Privacy and provider boundaries¶
Demo corpus¶
Scribe-IQ ships with a synthetic clinical corpus for product walkthroughs and local demos. Do not load real PHI into demo environments.
What leaves the deployment¶
When LLM features run, selected prompt context (system instructions, retrieved note excerpts, user messages, transcripts) is sent to the configured provider:
- Groq (default demo)
- Azure OpenAI (institution-controlled Azure deployment)
- Amazon Bedrock (AWS-native deployment)
Embeddings may use OpenAI, Azure OpenAI, or Amazon Bedrock separately (EMBEDDING_PROVIDER). Switching embedding providers requires re-embedding stored vectors because provider vector spaces are not interchangeable.
Audit storage¶
The Responsible AI audit table stores hashes and redacted previews of inputs/outputs — not full prompt or completion bodies.
Enterprise providers are not automatic PHI compliance¶
Azure OpenAI and Bedrock can run under stronger enterprise control postures (private networking, IAM/RBAC, institutional accounts). They do not by themselves make this application PHI-ready. Production use with PHI requires, at minimum:
- Institutional approval and appropriate agreements (e.g. BAA / vendor review)
- Private networking and egress controls where required
- SSO/RBAC, tenant isolation, retention and logging policies
- Formal de-identification and access controls
Demo mode¶
Use synthetic data only. Do not point demo .env files at production patient systems or real identifiers.
Provider modes¶
The same code paths run against three LLM provider postures and three embedding provider postures. Choose per deployment, not per request.
| Mode | LLM provider | Embedding provider | Typical posture |
|---|---|---|---|
| Demo / local | Groq (LLM_PROVIDER=groq) |
OpenAI (EMBEDDING_PROVIDER=openai) |
Local laptop, public cloud APIs, synthetic data only |
| Institutional Azure | Azure OpenAI (LLM_PROVIDER=azure_openai) |
Azure OpenAI (EMBEDDING_PROVIDER=azure_openai) |
Customer-controlled Azure tenancy, BAA-eligible deployment, private networking optional |
| AWS-native | Amazon Bedrock (LLM_PROVIDER=bedrock) |
Amazon Bedrock (EMBEDDING_PROVIDER=bedrock) |
Customer AWS account, IAM-scoped role/profile, VPC egress controls optional |
| Mixed (advanced) | Any of the above | Any of the above | E.g. Azure OpenAI for chat, OpenAI for embeddings — supported by the abstraction, but rare in practice |
For full environment variables and the embedding-rebuild workflow when switching modes, see docs/guides/LLM_AND_EMBEDDING_PROVIDERS.md.

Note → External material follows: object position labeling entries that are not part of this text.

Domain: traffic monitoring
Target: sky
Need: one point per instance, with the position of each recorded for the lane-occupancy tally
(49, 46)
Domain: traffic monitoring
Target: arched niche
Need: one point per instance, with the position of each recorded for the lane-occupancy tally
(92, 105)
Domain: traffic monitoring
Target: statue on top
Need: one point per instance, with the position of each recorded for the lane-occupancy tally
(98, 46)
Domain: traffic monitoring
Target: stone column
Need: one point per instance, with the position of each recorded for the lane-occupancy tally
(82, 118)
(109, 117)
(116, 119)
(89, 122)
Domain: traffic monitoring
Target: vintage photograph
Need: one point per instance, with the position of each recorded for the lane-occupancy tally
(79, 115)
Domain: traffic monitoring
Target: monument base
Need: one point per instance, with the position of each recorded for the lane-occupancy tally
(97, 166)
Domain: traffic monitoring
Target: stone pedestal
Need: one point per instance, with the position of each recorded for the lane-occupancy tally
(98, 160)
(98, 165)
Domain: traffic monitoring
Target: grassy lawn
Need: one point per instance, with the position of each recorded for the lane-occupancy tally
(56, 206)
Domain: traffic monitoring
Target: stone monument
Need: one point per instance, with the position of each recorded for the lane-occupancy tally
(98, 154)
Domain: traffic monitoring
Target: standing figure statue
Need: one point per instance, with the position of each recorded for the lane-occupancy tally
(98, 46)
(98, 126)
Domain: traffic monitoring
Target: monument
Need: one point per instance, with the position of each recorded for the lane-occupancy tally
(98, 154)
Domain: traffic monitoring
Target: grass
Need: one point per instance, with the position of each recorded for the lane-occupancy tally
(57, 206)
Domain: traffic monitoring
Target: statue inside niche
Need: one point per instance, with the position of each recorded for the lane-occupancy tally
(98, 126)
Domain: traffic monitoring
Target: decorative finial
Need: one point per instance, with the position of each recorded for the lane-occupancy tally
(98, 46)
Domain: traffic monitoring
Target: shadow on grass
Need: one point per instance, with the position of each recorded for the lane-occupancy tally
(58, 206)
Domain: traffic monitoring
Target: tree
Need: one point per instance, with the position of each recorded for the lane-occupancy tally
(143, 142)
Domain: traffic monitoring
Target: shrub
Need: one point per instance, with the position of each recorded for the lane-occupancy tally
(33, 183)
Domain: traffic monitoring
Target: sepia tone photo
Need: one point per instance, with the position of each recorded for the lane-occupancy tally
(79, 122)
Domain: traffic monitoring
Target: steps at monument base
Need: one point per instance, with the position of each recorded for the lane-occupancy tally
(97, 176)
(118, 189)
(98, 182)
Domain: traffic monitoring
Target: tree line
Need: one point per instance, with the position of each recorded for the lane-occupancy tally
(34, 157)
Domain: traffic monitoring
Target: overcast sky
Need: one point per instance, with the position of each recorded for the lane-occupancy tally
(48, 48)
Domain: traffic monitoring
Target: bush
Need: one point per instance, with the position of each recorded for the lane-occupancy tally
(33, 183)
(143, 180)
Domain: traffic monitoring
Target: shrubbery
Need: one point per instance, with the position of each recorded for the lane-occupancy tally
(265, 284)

Embedding provider caveat¶
The embedding provider is part of the data substrate, not just a runtime knob. Three properties follow from this:
- Vector spaces are not interchangeable. Switching
EMBEDDING_PROVIDER(or even the embedding model within a provider) requires re-runningscribe-load-corpus --embedagainst the same corpus artifact. Stored vectors from a different provider will produce nonsense retrieval. - The rebuild is operational, not silent. The supported workflow (clear stored embeddings, re-run loader, verify via
GET /health) is documented and idempotent. The system does not auto-detect mismatches at query time and silently degrade; it returns explicit 503s when embeddings are absent and surfaces the provider in health. - The embedding posture matters as much as the LLM posture. The embedding provider sees the same note text the LLM provider does. A deployment that locks down the LLM provider but uses a different embedding posture has not actually locked down its data egress.
Product interpretation¶
This repository is a demonstration, not a clinical product. The privacy posture should be read accordingly.
- No PHI is involved. The corpus is synthetic (Synthea + public note datasets, adapted), and the documentation states this everywhere a reader could plausibly assume otherwise. The product value is the shape of the privacy thinking, not a compliance claim.
- The provider boundary is the load-bearing artifact, not the credentials. What matters for evaluation is that the code separates LLM provider from embedding provider, that
GET /healthexposes the configured posture, that the audit table redacts content rather than mirrors it, and that switching providers is a deployment-level decision with explicit operational steps. Those are the design signals; the keys themselves are deliberately scoped to demo accounts. - Enterprise providers are not a compliance claim. Azure OpenAI and Bedrock support stronger institutional postures, and the project documents how those postures plug in. The docs are explicit that this is necessary but not sufficient for PHI: BAA, SSO/RBAC, multi-tenant isolation, formal de-identification, retention policy, and observability are all called out as production deltas in
DESIGN_NOTES.mdandPORTFOLIO_CASE_STUDY.md. - Reviewers should look for restraint, not coverage. The fact that the project says "synthetic only" and "not PHI-ready" out loud is itself the signal — a product prototype that overclaimed PHI readiness would be a worse signal than one that names the boundary plainly.